The conclusion drawn by Seawright is the need focus on process in order to achieve investment success to which I would add the word discipline. When you can truly accept the role luck plays in investing it then becomes much easier to focus on process and when you know you have a process that can lead to long-term investment success it makes it easier to remain disciplined to your chosen process.
By remaining disciplined you will create your own luck.
This is especially true in 2013 as the year winds down to an end. If you adhere to some sort of investment strategy other than indexing then you have likely lagged behind the S&P 500's 27% gain. Just as Bill Miller realized he would not beat the market every year, neither can anyone else.

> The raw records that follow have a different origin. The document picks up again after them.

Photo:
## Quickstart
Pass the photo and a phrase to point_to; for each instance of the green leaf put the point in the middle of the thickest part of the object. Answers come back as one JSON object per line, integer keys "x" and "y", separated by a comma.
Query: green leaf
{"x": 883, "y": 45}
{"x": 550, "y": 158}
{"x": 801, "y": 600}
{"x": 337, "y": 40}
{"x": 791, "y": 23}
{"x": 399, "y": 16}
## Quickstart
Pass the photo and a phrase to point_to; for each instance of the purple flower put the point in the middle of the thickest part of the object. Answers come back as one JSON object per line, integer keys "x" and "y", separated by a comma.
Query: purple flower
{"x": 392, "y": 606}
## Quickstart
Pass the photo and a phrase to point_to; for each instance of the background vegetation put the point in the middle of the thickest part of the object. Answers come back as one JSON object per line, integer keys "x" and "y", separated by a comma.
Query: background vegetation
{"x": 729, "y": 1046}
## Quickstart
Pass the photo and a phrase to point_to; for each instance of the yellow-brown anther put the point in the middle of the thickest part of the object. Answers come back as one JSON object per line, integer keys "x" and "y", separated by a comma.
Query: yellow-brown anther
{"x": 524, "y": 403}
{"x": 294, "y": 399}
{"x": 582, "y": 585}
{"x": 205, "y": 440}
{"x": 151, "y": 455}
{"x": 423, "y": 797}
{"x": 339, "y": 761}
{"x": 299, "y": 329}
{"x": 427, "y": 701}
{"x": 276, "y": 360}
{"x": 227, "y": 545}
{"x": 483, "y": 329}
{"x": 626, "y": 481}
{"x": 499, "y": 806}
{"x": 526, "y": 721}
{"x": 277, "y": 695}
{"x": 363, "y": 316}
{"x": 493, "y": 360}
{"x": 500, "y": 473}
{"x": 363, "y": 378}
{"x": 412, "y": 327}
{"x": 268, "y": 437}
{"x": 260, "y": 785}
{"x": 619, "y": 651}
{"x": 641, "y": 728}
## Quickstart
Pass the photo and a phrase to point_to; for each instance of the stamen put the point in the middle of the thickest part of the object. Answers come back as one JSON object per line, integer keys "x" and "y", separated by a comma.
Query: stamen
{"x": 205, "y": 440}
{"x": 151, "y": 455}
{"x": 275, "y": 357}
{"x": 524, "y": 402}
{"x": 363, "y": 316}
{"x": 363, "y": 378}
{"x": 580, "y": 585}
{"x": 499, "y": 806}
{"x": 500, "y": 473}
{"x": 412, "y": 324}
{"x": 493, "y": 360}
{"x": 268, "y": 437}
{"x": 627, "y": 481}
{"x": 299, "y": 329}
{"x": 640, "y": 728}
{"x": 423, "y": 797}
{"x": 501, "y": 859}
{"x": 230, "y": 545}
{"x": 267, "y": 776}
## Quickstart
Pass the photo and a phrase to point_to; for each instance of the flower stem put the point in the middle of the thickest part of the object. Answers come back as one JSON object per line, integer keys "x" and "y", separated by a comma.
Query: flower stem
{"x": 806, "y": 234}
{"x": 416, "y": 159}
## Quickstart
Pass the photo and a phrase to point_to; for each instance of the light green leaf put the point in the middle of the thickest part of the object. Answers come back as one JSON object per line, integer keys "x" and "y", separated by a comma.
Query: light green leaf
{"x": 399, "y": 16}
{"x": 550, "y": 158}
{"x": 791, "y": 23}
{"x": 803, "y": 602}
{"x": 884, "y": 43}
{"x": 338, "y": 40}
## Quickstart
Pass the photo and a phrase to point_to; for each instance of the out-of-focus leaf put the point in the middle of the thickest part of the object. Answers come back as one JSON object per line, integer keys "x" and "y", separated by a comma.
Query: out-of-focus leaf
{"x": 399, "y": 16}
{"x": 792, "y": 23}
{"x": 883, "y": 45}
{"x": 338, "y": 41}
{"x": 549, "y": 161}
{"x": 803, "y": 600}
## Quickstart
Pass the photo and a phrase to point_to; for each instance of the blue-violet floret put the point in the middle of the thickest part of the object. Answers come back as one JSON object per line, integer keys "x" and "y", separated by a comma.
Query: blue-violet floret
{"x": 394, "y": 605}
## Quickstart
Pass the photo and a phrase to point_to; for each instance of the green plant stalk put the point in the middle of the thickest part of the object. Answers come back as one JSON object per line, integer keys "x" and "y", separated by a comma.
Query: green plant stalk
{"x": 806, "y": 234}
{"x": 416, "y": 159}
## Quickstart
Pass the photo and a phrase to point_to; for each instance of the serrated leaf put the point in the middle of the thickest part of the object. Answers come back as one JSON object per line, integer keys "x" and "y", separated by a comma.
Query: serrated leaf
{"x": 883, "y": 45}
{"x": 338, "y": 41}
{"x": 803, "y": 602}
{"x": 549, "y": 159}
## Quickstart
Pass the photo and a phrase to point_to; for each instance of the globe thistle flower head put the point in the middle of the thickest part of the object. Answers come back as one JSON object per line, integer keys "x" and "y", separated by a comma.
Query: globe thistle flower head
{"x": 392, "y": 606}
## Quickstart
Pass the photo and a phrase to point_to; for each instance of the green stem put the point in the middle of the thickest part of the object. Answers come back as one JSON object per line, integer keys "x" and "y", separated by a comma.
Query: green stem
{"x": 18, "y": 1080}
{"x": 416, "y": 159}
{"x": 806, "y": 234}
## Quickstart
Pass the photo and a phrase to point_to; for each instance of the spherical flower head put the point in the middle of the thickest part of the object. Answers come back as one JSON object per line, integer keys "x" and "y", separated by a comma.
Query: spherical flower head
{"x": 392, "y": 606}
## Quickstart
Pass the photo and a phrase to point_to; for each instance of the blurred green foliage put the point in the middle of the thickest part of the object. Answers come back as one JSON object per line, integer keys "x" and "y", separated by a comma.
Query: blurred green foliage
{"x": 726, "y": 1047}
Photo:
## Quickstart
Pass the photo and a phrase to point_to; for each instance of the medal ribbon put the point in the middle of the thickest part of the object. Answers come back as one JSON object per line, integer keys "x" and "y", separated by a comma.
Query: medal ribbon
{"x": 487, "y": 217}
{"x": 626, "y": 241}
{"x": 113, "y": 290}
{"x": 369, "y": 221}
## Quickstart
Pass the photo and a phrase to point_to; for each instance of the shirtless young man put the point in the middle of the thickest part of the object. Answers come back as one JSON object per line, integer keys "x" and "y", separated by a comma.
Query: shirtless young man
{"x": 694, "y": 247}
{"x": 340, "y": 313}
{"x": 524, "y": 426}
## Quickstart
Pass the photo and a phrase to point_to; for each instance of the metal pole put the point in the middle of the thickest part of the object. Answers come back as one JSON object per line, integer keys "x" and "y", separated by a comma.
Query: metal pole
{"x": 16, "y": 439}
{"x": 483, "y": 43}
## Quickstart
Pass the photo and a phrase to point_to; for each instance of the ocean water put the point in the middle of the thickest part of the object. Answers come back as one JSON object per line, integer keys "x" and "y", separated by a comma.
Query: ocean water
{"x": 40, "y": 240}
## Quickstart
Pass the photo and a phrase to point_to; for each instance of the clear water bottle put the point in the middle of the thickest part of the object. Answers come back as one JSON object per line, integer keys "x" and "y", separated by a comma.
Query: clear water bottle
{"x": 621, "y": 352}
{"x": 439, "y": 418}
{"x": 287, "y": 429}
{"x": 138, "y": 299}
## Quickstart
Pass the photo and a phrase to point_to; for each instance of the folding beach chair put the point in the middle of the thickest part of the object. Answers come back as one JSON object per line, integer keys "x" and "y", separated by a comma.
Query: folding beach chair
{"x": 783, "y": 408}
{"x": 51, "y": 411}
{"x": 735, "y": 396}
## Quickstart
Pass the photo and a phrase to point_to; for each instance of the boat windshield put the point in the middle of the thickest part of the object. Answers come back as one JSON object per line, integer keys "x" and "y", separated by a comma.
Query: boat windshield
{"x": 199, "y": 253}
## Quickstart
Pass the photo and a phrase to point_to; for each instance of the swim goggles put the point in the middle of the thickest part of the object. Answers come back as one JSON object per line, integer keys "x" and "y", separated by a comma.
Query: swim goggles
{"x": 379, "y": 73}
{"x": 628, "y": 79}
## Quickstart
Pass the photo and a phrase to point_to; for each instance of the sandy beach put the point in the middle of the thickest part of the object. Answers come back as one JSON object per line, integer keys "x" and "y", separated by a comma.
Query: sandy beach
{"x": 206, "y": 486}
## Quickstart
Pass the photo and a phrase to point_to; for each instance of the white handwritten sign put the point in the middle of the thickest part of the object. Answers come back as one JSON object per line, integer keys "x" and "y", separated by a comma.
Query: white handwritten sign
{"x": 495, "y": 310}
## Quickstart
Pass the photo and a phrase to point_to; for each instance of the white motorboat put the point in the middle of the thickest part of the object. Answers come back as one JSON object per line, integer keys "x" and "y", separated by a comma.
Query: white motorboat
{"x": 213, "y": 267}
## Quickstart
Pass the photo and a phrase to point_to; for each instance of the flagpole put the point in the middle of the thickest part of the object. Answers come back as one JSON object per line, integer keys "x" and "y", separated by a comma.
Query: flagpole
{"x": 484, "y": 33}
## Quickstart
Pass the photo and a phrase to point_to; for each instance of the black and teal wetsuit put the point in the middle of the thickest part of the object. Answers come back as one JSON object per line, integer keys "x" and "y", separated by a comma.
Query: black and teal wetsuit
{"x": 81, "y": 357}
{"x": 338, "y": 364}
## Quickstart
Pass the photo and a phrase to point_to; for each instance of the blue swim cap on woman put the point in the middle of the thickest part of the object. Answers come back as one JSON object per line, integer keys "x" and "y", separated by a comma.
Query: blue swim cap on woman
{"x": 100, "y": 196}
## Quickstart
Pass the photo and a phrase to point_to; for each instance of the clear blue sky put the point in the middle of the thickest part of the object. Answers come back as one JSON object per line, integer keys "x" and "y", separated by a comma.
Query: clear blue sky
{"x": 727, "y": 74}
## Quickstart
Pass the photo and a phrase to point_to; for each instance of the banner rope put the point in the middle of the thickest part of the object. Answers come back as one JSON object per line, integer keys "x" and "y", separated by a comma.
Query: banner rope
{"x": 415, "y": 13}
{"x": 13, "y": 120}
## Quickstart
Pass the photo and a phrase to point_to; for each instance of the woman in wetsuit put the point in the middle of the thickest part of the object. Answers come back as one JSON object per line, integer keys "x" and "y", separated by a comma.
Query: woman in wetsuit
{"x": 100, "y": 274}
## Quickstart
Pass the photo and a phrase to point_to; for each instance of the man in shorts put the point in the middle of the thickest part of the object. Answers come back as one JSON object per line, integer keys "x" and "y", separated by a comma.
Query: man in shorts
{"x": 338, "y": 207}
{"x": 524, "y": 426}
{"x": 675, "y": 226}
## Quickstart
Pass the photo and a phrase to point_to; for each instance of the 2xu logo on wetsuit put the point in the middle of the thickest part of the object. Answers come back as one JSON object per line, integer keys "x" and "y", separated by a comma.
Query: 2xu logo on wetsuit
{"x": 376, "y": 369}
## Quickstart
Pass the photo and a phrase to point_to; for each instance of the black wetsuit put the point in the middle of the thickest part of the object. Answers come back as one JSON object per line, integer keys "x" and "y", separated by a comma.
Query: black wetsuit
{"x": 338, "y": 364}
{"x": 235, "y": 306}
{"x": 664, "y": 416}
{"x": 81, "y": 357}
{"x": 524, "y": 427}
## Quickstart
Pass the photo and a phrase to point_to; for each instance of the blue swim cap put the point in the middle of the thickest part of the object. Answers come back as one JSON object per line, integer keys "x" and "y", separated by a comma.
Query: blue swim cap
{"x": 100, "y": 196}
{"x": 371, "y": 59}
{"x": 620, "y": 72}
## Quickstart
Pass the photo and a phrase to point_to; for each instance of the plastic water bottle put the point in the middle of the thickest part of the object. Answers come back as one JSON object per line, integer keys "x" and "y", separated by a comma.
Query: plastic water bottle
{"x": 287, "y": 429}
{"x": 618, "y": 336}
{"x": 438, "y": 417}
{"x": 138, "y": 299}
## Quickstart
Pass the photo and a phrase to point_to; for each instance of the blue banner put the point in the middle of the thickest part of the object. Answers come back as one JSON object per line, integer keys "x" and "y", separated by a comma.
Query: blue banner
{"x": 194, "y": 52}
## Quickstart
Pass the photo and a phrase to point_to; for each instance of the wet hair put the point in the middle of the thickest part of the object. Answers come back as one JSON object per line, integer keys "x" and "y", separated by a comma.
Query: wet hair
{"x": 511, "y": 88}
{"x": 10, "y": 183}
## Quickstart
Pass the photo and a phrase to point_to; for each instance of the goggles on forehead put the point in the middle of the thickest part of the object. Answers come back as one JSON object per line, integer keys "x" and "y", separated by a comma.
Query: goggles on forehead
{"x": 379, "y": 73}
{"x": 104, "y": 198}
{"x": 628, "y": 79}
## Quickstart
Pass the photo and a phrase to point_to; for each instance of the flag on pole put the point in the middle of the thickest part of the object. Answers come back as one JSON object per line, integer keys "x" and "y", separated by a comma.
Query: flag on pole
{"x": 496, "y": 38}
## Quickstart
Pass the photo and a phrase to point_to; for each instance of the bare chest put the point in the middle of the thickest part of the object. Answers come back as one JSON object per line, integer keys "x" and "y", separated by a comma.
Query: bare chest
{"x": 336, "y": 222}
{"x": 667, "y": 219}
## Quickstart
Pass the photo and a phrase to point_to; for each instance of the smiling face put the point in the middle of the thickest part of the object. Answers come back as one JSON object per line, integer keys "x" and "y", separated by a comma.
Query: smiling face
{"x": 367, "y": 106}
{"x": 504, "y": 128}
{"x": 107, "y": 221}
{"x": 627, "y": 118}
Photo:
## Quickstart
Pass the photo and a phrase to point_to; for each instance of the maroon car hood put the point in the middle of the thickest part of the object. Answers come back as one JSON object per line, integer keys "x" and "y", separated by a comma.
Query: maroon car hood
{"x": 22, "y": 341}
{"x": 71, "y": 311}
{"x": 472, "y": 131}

If your investment strategy has lagged behind the S&P 500 index you might be tempted to switch to indexing because of how well it did this year. Doing so would be an undisciplined disregarding of process. Through most of the last decade no one wanted to touch indexing with a ten-foot pole as the S&P 500 endured a volatile round trip to nowhere; from March 10, 2000 to May 9, 2007 the index was unchanged. Indexing was no worse back then as today, it just so happens that indexing has beaten most other strategies this year after lagging so many strategies before.
Giving up on a strategy because of impatience once is likely to be repeated in the future which results in repeatedly chasing what was hot last year which will inhibit investment success. If your equity portfolio is up 10 or 20%, your process is not broken, 2013 just one of those years where your process wasn't the best performer and that is ok because no process can be the best performer every year.
At the time of publication the author had no position in any of the stocks mentioned.